Work in progress on this section…
Today Portland dominates the confluence of the Willamette River and the Columbia River. But it was not always so. In fact when Lewis and Clark passed by they missed seeing the Willamette River altogether, because at that time it was obscured by two island that lay across its confluence. Lying closer to Sauvie Island, Coon Island obscured the view of the tributary. Eventually was later incorporated into Sauvie’s Island at a place now called Belle Vue Point. On the southern side of the confluence Pearcy’s Island effectively blocked the view of the stately Willamette River
An 1854 cadastral survey (tax survey) for T2N R1W showed two islands at the mouth of the Willamette River. The island on the north side of the mouth of the Willamette would eventually merge with Sauvie Island and would become today’s Belle Vue Point. The island on the south side of the mouth of the Willamette when merged with mainland Oregon would become Kelley Point. The map also shows a small island off of the Kelley Point island which also would become part of Kelley Point, and a second small island in the slough separating the Kelley Point island from mainland Oregon, which would become part of mainland Oregon.
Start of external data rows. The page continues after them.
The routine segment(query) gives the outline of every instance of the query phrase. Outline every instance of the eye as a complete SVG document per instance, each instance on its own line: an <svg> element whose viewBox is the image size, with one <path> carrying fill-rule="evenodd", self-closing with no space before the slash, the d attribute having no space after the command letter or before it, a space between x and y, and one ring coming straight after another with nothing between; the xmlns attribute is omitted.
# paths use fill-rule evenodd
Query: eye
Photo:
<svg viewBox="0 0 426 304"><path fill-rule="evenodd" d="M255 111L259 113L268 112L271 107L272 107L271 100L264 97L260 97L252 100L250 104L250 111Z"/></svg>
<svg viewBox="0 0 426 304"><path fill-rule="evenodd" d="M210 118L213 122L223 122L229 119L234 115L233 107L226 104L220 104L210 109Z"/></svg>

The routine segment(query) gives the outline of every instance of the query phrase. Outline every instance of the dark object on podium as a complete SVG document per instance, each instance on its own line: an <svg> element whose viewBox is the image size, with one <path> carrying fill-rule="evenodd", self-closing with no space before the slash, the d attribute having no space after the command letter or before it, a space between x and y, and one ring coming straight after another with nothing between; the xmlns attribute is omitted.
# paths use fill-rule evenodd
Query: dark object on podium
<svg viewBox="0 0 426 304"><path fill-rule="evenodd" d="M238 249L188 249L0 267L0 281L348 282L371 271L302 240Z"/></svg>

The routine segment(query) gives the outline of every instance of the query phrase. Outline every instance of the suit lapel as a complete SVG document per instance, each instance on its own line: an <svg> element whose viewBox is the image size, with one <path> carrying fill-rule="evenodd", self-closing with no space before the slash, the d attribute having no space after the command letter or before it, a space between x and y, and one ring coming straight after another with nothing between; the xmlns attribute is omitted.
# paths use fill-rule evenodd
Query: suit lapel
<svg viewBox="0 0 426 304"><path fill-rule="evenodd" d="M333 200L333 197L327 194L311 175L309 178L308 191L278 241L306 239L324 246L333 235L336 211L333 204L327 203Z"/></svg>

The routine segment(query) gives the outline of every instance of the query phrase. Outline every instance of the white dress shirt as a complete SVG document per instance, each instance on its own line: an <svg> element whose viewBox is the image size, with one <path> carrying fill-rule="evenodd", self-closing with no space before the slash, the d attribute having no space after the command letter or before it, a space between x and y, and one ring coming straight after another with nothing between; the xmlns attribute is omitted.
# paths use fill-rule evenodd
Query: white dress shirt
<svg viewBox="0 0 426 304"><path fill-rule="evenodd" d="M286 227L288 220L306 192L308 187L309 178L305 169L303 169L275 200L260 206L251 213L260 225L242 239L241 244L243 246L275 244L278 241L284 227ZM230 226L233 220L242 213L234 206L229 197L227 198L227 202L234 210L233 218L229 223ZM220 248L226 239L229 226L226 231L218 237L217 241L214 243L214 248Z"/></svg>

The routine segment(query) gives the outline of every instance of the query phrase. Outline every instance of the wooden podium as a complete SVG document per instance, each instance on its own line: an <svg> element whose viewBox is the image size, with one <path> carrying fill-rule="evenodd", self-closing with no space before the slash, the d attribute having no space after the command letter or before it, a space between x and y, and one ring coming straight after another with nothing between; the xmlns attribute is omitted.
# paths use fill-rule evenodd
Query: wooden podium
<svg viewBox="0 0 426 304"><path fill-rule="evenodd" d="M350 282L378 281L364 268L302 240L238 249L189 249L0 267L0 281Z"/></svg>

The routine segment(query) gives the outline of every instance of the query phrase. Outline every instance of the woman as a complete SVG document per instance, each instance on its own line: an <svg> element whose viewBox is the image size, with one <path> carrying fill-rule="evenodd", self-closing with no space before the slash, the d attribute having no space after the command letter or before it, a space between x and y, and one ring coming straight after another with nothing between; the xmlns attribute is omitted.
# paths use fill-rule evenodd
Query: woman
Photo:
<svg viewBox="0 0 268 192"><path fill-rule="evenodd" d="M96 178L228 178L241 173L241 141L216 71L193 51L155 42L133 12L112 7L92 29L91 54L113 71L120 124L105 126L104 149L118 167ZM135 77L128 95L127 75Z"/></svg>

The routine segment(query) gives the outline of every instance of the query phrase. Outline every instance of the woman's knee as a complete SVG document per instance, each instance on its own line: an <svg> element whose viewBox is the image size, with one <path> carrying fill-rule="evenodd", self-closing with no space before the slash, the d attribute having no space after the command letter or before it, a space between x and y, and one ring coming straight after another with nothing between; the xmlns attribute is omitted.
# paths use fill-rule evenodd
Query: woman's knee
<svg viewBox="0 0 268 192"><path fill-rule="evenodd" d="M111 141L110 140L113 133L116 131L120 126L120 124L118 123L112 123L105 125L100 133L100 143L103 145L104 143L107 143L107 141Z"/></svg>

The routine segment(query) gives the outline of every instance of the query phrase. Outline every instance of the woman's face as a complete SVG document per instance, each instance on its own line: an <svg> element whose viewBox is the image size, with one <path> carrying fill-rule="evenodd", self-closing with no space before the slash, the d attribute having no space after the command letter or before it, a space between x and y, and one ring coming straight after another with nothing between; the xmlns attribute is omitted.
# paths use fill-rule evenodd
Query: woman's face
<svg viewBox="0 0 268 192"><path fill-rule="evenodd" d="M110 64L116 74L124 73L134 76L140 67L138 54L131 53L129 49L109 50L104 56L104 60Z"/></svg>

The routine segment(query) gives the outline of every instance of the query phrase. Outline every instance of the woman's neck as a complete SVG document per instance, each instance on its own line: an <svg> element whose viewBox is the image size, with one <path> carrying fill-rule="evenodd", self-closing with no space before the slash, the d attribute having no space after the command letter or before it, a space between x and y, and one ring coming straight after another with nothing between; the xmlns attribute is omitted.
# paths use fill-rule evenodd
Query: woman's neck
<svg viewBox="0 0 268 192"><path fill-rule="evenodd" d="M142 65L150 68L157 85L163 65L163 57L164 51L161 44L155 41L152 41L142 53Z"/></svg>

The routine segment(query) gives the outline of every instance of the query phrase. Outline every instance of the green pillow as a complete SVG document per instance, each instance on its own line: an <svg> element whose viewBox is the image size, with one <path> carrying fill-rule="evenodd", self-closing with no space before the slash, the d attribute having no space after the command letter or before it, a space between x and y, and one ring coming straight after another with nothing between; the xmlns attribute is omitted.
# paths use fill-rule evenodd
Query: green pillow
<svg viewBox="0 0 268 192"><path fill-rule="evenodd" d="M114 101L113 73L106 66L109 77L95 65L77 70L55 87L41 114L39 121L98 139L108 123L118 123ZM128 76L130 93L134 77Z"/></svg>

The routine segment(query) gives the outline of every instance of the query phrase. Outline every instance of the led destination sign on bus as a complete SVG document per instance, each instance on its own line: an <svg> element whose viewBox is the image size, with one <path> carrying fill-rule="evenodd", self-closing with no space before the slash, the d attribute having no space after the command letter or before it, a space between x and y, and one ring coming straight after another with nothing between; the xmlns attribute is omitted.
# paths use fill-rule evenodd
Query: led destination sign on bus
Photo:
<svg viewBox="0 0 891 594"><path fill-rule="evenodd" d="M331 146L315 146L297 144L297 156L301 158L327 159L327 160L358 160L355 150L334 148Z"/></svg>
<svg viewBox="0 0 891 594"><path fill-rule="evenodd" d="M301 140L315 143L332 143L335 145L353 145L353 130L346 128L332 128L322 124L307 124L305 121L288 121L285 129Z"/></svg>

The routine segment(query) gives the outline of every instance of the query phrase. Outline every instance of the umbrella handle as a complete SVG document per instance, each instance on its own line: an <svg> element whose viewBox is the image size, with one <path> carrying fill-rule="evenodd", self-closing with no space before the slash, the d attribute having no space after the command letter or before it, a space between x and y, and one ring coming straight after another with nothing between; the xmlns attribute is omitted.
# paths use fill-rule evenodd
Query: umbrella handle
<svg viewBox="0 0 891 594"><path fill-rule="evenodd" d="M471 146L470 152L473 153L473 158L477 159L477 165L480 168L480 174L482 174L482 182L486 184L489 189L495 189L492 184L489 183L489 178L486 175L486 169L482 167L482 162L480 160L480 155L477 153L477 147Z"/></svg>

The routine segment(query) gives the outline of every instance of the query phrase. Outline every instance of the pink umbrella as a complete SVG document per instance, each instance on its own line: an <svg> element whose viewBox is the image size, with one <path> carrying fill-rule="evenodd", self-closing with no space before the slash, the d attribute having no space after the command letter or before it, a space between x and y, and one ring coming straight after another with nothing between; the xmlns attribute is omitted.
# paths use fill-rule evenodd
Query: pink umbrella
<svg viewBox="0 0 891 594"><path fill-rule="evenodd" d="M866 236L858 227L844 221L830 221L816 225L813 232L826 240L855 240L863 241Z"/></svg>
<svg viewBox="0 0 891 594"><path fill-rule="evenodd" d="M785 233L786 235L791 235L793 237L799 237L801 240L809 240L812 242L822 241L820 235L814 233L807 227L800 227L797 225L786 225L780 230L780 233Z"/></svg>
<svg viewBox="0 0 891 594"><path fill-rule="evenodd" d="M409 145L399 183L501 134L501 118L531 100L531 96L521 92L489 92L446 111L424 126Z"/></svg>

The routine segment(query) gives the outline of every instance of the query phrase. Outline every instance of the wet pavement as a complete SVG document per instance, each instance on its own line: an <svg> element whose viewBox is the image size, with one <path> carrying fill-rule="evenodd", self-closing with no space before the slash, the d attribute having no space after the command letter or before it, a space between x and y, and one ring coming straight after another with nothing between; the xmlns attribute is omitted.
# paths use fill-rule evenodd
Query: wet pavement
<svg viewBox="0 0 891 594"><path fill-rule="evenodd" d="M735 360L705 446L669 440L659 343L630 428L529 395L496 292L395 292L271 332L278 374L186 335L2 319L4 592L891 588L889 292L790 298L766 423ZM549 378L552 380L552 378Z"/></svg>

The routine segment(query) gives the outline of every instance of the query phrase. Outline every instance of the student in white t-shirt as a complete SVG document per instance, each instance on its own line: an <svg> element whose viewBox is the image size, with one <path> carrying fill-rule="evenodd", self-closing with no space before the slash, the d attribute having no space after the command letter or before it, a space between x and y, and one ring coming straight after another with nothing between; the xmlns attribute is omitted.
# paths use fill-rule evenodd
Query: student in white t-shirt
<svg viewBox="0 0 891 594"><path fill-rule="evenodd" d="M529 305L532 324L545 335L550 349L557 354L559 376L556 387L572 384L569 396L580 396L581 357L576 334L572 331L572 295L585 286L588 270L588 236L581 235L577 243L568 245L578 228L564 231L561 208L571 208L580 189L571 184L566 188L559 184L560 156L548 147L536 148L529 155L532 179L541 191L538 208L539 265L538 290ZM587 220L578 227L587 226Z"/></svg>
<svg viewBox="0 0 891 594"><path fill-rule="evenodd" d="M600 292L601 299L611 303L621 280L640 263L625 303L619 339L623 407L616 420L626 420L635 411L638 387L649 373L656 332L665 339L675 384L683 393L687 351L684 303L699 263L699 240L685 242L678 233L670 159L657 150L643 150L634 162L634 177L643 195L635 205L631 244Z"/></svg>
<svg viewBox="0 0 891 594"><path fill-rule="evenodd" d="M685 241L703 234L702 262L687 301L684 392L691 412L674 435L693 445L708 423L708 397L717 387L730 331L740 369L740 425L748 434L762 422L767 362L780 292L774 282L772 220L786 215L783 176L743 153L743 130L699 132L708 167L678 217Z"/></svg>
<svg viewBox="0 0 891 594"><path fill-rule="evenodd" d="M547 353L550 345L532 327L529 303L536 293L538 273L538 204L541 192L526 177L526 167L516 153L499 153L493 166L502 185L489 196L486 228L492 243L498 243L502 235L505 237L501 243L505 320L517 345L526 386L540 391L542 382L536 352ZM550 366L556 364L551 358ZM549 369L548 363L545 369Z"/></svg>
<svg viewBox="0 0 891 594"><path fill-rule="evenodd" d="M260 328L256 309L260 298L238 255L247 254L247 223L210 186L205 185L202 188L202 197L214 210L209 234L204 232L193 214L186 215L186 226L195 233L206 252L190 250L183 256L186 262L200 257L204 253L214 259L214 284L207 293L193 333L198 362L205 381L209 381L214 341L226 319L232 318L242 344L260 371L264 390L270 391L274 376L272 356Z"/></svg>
An 1888 U.S. Coast and Geodetic Survey Chart “Columbia River Sheet No.6, Fales Landing to Portland” has the same four islands, with sand bars in the sloughs separating the islands from land. The mouth of the Willamette River runs between the islands. “Coon I.” was the island off of Sauvie Island, “Pearcy’s Island” was the island which was to become Kelley Point and “Pearcy’s Slough” separated the island from mainland Oregon. “Ramsey’s I.” was the small island in the slough and “Nigger Tom I.” was the small island off of Pearcy’s Island which would later become part of Kelley Point.